In four days, the state of Florida is scheduled to execute John Errol Ferguson, a mentally ill man convicted of multiple murders. Earlier today, a Florida judge held that this execution may move forward despite agreeing that Ferguson is a diagnosed paranoid schizophrenic with a history of hallucinations:
Dr. Woods opined that based upon Ferguson’s mental health history, psychological testing, and because of a deep fissure in his brain, consistent with that observed in schizophrenic patients, Ferguson suffers from paranoid schizophrenia. . . . Dr. Woods further testified that Ferguson’s core delusion is the belief that he is the “Prince of God,” and that the Department of Corrections has been preparing hum for “ascension.” Ferguson also believes that there is a Communist plot to take over the country, and at some point after death he will be resurrected “at the right hand of God” to play a significant role in driving them away . . . . There was little evidence put before this Court, either in the documents filed or in the testimony given, which leads this Court to believe that Ferguson’s “Prince of God” delusion is anything other than a genuine belief . . . .
This Court finds that though Ferguson does have a diagnosed mental illness, paranoid schizophrenia, there is no evidence that his mental illness interferes, in any way, with his “rational understanding” of the fact of his pending execution and the reason for it. . . . John Errol Ferguson is sane to be executed within the meaning of rule 3.811(b) and rule 3.812(b).
The reason why this result is possible is because of the Supreme Court’s nonsensical decisions governing mentally ill inmates. The Court recognizes that it is unconstitutionally cruel and unusual punishment to execute juvenile offenders or the intellectually disabled because their diminished mental capacity makes it harder for them “to understand and process information, to learn from experience, to engage in logical reasoning, or to control impulses — that also make it less likely that they can process the information of the possibility of execution as a penalty and, as a result, control their conduct based upon that information.” This same rationale applies to mentally ill individuals, such as Mr. Ferguson, but the Supreme Court has not yet fully applied the Constitution’s ban on cruel and unusual punishments to these inmates.

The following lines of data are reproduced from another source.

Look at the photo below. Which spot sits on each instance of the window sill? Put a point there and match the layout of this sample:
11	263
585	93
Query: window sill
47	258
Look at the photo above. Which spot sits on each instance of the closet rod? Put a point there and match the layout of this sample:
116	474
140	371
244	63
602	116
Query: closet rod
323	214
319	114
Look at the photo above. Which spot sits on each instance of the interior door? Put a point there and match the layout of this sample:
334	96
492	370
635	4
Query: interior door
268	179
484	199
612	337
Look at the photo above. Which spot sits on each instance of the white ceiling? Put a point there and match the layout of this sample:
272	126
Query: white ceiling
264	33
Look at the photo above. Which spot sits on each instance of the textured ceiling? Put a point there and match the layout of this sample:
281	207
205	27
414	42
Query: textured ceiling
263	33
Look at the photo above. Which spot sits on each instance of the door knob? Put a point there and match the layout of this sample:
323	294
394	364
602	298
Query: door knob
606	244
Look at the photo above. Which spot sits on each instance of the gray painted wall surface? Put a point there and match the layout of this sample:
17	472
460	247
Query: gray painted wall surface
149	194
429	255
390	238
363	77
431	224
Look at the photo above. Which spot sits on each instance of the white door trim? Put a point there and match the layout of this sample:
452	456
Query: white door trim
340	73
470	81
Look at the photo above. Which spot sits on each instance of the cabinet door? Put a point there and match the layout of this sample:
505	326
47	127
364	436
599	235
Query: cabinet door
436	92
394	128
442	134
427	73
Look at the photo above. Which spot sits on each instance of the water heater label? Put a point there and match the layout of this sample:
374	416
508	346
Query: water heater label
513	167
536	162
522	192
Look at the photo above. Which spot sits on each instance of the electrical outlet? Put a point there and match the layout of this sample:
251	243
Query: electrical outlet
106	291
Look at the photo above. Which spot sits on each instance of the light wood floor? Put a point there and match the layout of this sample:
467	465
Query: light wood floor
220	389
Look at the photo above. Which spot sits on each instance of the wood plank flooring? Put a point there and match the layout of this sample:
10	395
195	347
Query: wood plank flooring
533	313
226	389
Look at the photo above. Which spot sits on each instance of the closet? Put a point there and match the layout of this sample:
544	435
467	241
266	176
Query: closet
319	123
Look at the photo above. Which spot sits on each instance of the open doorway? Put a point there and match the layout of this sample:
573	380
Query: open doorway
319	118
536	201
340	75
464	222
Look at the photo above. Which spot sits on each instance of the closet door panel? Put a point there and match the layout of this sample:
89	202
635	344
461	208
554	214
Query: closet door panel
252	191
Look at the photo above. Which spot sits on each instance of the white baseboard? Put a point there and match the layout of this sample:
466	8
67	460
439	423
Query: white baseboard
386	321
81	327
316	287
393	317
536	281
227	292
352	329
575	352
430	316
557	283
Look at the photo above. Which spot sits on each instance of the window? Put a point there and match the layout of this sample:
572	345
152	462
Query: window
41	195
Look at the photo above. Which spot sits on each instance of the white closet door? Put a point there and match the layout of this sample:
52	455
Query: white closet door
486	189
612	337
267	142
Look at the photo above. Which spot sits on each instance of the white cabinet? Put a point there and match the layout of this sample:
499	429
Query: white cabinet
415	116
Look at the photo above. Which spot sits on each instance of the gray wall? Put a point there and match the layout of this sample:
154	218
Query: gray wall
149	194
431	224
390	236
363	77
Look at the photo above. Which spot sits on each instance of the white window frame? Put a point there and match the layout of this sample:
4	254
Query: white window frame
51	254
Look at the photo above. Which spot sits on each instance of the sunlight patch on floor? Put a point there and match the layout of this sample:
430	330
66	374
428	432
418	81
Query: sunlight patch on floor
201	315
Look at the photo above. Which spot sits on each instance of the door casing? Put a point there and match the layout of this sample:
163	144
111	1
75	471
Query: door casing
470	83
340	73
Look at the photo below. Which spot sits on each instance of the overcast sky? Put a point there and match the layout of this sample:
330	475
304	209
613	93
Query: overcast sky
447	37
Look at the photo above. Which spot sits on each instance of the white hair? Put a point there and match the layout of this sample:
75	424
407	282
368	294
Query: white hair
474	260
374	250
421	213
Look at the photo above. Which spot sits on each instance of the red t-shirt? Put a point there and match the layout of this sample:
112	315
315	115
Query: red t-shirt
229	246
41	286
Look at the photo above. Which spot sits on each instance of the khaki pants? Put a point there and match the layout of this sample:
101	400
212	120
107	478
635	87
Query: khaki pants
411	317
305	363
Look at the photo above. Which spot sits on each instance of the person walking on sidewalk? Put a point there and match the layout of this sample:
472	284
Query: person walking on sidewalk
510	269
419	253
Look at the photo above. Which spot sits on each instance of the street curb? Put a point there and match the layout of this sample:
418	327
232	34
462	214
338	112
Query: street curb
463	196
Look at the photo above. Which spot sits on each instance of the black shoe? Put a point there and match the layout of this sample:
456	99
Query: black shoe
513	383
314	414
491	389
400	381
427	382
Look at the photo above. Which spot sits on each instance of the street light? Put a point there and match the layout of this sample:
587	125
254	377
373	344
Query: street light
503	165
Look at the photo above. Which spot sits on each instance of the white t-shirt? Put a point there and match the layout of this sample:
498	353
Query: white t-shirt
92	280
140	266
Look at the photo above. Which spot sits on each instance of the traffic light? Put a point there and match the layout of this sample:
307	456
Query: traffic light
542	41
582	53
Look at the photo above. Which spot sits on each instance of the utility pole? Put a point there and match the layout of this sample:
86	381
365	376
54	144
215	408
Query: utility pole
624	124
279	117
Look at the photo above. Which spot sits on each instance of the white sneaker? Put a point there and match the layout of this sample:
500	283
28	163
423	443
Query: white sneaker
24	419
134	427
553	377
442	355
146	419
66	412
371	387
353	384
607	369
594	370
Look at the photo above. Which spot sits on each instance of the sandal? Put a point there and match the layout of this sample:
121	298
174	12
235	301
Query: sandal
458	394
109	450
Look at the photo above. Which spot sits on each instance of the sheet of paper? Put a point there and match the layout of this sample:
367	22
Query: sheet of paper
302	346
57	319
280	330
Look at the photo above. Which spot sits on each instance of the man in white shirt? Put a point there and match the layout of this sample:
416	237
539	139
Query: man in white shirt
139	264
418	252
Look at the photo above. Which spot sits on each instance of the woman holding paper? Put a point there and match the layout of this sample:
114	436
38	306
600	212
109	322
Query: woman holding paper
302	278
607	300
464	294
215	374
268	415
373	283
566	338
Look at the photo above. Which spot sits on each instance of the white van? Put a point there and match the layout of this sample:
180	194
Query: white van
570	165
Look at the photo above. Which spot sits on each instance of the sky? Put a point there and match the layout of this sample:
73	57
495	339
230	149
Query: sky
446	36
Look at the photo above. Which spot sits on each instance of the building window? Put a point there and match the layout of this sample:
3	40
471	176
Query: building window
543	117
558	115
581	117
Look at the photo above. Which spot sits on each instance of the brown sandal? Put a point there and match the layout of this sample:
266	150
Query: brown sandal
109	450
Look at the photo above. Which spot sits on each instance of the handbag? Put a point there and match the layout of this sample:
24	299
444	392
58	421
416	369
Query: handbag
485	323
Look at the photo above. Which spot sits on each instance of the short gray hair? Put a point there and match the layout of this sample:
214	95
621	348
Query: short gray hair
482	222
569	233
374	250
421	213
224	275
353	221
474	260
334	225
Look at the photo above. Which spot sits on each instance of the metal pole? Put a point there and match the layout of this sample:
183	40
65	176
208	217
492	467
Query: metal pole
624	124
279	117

To be sure, severely mentally ill individuals remain shielded from execution if they are unable to form a “rational understanding” of why they are being executed, but this is a much higher standard than the one that applies to juveniles or the intellectually disabled — and this distinction makes no sense. There is no reason why the Constitution’s full protection should not be extended to Ferguson for the exact same reason it is extended to many other people with mental disabilities.